Only 32 percent of blacks oppose the Medicare prescription drug bill, the Joint Center for Political and Economic Studies survey showed, compared with 39 percent of the general population. African Americans also showed greater opposition to same-sex marriage and civil unions, 49 to 37 percent, than the general population.
Still, an overwhelming 69 percent supported Democratic presidential nominee Sen. John Kerry and more young African Americans (under age 35) described themselves as Democrats than in 2002 (66.3 now to 55.2 percent in 2002).

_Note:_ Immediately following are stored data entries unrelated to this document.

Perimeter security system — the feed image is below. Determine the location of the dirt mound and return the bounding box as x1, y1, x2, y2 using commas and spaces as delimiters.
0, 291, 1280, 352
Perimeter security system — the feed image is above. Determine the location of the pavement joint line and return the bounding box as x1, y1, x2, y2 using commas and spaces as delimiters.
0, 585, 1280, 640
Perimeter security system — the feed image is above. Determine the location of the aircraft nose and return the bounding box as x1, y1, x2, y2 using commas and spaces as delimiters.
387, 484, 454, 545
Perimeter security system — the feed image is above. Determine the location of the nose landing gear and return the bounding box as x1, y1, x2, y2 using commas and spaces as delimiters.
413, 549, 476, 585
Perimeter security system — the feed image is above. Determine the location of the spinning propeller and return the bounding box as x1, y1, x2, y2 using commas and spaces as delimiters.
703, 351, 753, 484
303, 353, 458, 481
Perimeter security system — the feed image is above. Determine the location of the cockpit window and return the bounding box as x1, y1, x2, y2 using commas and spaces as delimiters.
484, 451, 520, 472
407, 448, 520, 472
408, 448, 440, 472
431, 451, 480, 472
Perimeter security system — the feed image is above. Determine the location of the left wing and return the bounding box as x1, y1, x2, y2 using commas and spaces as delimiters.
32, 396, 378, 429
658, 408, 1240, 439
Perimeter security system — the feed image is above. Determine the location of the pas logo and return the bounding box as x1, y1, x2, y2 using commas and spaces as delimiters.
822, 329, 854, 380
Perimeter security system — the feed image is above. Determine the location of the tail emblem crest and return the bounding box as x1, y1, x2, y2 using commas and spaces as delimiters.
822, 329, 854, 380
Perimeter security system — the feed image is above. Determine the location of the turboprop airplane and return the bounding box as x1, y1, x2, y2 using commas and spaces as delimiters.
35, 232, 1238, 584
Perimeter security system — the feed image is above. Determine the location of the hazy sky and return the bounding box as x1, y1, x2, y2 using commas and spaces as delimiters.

Only 22 percent of African Americans gave Bush high job approval ratings, and 67 percent viewed him unfavorably. There is less support among blacks for the No Child Left Behind Act than with the general population (23 percent to 32 percent), and nearly 75 percent oppose Bush's handling of the war in Iraq.
So what accounts for these conflicting findings?
David Almasi of Project 21, a network of black conservatives, indicates that part of the reason Bush's support has gone up among African Americans is because the Democratic Party and Kerry campaign have taken the black vote for granted.
Unlike Al Gore in 2000, Kerry and his campaign have "been criticized for not having a willingness to listen to African American concerns," Almasi told CNSNews.com . He also pointed to a broader inattention to blacks on the part of the political left.
"I think that the liberals have been taking the African American vote for granted for years and the lackluster payoff is starting to come home to roost," Almasi said. "[The political left has] been taking advantage of the black vote and not giving anything in return."
Almasi added that "blacks are more conservative than these politicians give them credit for." He cited "values [like] gay marriage" as an area where African Americans side more with conservatives.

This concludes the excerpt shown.